Scène de "Ouvert. Portrait de Tony" © Jean-Louis Fernandez Scène de "Ouvert. Portrait de Tony" © Jean-Louis Fernandez

La seconde partie du spectacle, inspirée de Quand mourut Jonathan, nous emmène au fond du plateau dans la bicoque capharnaüm qu’occupe Jonathan dans un village à la campagne, une maison imprégnée par des générations d'habitants : « le silence de ces vies éteintes était à peu près la seule douceur humaine dont il fût certain ». Une amie de Jonathan, Barbara, lui confie son très jeune fils, Serge, pour une semaine mais elle a un empêchement et l’enfant reste tout l’été. Advient entre eux ce que Duvert appelle « une association plutôt biologique». Barbara vient chercher l’enfant. Jonathan reste seul :« Il avait de moins en moins de force contre la mort ».

Serge et Jonathan sont figurés par des marionnettes que manipulent des élèves du groupe 45 (Clémence Boissé, Léa Luce Busato, Jisca Kalvanda, Florian Sietzen et Thierry Galibert), eux-même déguisés en mouches géantes, attendant peut-être de picorer le cadavre de Jonathan après avoir pris soin de lui.

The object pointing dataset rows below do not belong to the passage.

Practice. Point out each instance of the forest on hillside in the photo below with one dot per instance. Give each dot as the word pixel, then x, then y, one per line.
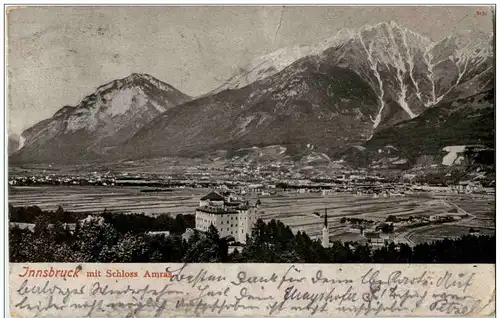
pixel 123 238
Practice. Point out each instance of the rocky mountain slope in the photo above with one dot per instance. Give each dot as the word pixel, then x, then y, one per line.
pixel 307 103
pixel 342 92
pixel 13 143
pixel 100 122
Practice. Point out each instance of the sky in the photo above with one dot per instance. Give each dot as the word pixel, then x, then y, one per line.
pixel 59 55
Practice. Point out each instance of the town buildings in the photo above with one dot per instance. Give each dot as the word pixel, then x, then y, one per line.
pixel 230 215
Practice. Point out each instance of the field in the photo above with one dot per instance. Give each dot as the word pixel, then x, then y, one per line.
pixel 295 210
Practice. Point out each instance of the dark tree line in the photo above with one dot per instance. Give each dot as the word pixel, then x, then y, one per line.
pixel 123 238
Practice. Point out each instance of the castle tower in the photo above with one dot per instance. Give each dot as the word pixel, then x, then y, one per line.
pixel 326 235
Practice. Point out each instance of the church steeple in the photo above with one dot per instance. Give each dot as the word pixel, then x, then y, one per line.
pixel 326 220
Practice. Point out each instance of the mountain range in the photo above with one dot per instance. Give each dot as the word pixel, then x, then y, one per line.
pixel 345 98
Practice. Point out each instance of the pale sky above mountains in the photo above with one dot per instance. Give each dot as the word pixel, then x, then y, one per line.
pixel 58 55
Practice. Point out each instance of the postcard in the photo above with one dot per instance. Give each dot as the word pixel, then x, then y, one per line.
pixel 251 160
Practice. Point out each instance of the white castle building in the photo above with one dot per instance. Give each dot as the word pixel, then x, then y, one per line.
pixel 230 215
pixel 325 240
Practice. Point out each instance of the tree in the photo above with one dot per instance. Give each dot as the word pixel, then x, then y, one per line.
pixel 93 237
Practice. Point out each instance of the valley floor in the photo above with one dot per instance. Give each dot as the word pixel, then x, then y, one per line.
pixel 302 212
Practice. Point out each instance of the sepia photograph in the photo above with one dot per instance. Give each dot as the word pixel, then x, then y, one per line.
pixel 251 134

Simon-Elie Galibert avait fait son entrée dans  la mise en scène en escaladant ce sommet que constituent les deux parties de Violences de Didier Georges Gabily, puis La nuit juste avant les forêts de Bernard-Marie Koltès et une adaptation du Château d’Argol, roman de Julien Gracq. Il sera l’assistant de Julien Gosselin pour le spectacle de sortie du groupe 45, Dekalog ,d’après les scénarios des dix films du cinéaste polonais Krzysztof Kieslowski, spectacle qui sera créé au prochain Printemps des comédiens.

Duvert. Portrait de Tony au théâtre de Hautepierre (Strasbourg) 19h jusqu’au 12 mars.